The neurons that transmit information in the reward network operate in part through a neurotransmitter—a chemical that carries information between brain cells—called dopamine. Dopamine is the "reward chemical" released in response to anticipated pleasures. The more responsive your brain is to dopamine, or the higher the level of dopamine you have available to release, some scientists believe, the more likely you are to go after rewards like sex, chocolate, money, and status. Stimulating mid-brain dopamine activity in mice gets them to run around excitedly in an empty cage until they drop dead of starvation. Cocaine and heroin, which stimulate dopamine-releasing neurons in humans, make people euphoric.

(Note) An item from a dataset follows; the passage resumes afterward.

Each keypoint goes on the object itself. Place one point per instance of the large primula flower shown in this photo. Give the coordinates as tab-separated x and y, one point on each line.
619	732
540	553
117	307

Extroverts' dopamine pathways appear to be more active than those of introverts. Although the exact relationship between extroversion, dopamine, and the brain's reward system has not been conclusively established, early findings have been intriguing. In one experiment, Richard Depue, a neurobiologist at Cornell University, gave an amphetamine that activates the dopamine system to a group of introverts and extroverts, and found that the extroverts had a stronger response. Another study found that extroverts who win gambling games have more activity in the reward-sensitive regions of their brains than victorious introverts do. Still other research has shown that the medial orbitofrontal cortex, a key component of the brain's dopamine-driven reward system, is larger in extroverts than in introverts.

By contrast, introverts "have a smaller response" in the reward system, writes psychologist Nettle, "and so go less out of their way to follow up [reward] cues." They will, "like anyone, be drawn from time to time to sex, and parties, and status, but the kick they get will be relatively small, so they are not going to break a leg to get there." In short, introverts just don't buzz as easily.